Aspergillus isn't the target of these azoles, but it is constantly exposed to them.

"There is no doubt that some of these applications are contributing to azole resistance in the clinic," says Meis.

 

"Because Aspergillus is quite literally all over the place and exchanges genes very quickly, resistance can spread across the world incredibly fast."

Meis doesn't expect companies to stop producing azoles or farmers to stop using them.

"I'm afraid the fact that Aspergillus targets only patients who are already weak will likely undercut any arguments in favor of reduced azole use," he says, "except if we can figure out which products are causing the biggest problems and why."

Deadly fungal disease is often not viewed with the seriousness it deserves because it mainly affects people that were "on the way out anyway", says medical mycologist David Denning at the University of Manchester, UK.

But that argument is very problematic, he says.

"The Cryptococcus gattii outbreak shows that there is always a risk that a fungus will one day find a way to infect healthy people as well."

In any case, it isn't true that weakened patients who contract a fungal disease are already bound to die of some other cause, says Denning:

our ability to keep severely ill people alive is constantly improving.

However, this means the number of people vulnerable to fungal disease will go on rising unless we tackle the problem.

"It would be a terrible shame if this progress and all we've invested in it were offset by fungal infections."

Yet that is what is happening, especially in the fight against HIV.

Antiretroviral cocktails are now highly effective, but many people with HIV live in poor countries where it can be difficult for them to take the drugs as prescribed.

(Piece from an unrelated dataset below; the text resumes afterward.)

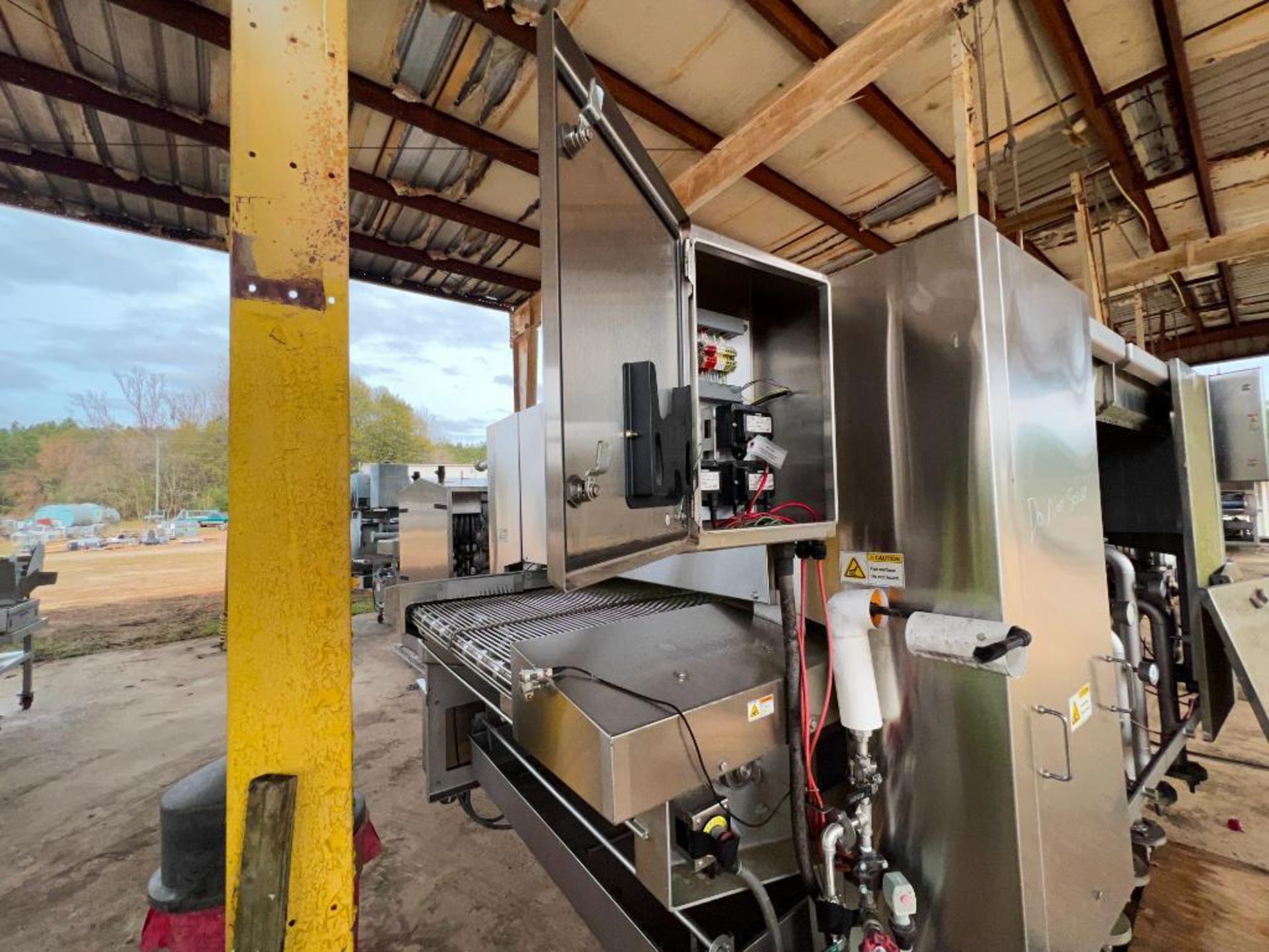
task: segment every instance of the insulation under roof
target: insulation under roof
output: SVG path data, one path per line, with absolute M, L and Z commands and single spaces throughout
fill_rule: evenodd
M 562 0 L 560 13 L 588 55 L 641 96 L 627 113 L 673 178 L 891 5 Z M 1185 38 L 1202 168 L 1176 57 L 1165 56 L 1156 19 L 1170 5 Z M 541 6 L 349 0 L 358 275 L 508 308 L 532 293 Z M 1264 0 L 980 0 L 977 17 L 991 142 L 990 170 L 980 150 L 980 187 L 994 182 L 1003 223 L 1022 221 L 1028 249 L 1051 267 L 1079 270 L 1068 208 L 1076 171 L 1088 178 L 1099 263 L 1112 269 L 1208 236 L 1198 173 L 1212 183 L 1221 230 L 1269 220 Z M 967 37 L 973 19 L 963 22 Z M 227 136 L 230 118 L 227 24 L 227 0 L 0 0 L 0 201 L 223 246 L 228 152 L 217 136 Z M 1071 75 L 1081 62 L 1098 116 L 1085 114 Z M 46 71 L 33 79 L 32 65 Z M 956 215 L 949 65 L 950 36 L 930 37 L 873 90 L 770 156 L 784 197 L 742 179 L 697 220 L 829 272 L 945 223 Z M 55 89 L 48 71 L 114 99 Z M 119 116 L 121 96 L 199 124 L 181 135 L 179 123 Z M 421 123 L 418 109 L 458 121 L 462 133 Z M 1118 155 L 1134 166 L 1142 202 L 1121 190 L 1123 166 L 1110 174 L 1115 146 L 1098 135 L 1107 122 L 1122 136 Z M 155 188 L 138 193 L 138 180 Z M 873 250 L 848 234 L 845 218 L 863 226 Z M 1151 345 L 1195 359 L 1269 350 L 1263 270 L 1235 263 L 1150 288 Z M 1132 297 L 1109 310 L 1131 334 Z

A lapse in treatment can cause their white-blood-cell count to drop, at which point any fungus they're exposed to may turn invasive.

"About half of all AIDS deaths are the result of fungal infections," says Denning, "yet they're hardly addressed."

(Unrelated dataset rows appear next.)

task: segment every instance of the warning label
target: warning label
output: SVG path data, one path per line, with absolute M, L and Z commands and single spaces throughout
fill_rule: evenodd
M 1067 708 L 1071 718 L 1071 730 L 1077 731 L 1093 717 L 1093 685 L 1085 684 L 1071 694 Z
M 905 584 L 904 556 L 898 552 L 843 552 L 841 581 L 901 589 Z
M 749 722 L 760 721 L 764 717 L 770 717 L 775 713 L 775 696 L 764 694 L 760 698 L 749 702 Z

There are multiple reasons why the problem is going untackled.

"Diagnosis of fungal disease isn't straightforward - it is as good as impossible without access to a medical lab - and treatment with amphotericin B is intravenous and risky," says Denning.

But the task isn't impossible, and cracking it could be a big step towards achieving the UN's target of reducing annual AIDS-related deaths to below 500,000 by 2020.

"If we could treat 60 per cent of the HIV patients annually overcome by an invasive fungus, we could save at least 300,000 lives a year - typically 35- year olds, economically active, with husbands or wives and children who need them," he says.

 

"These people aren't on the way out. They are ill, and they need our help."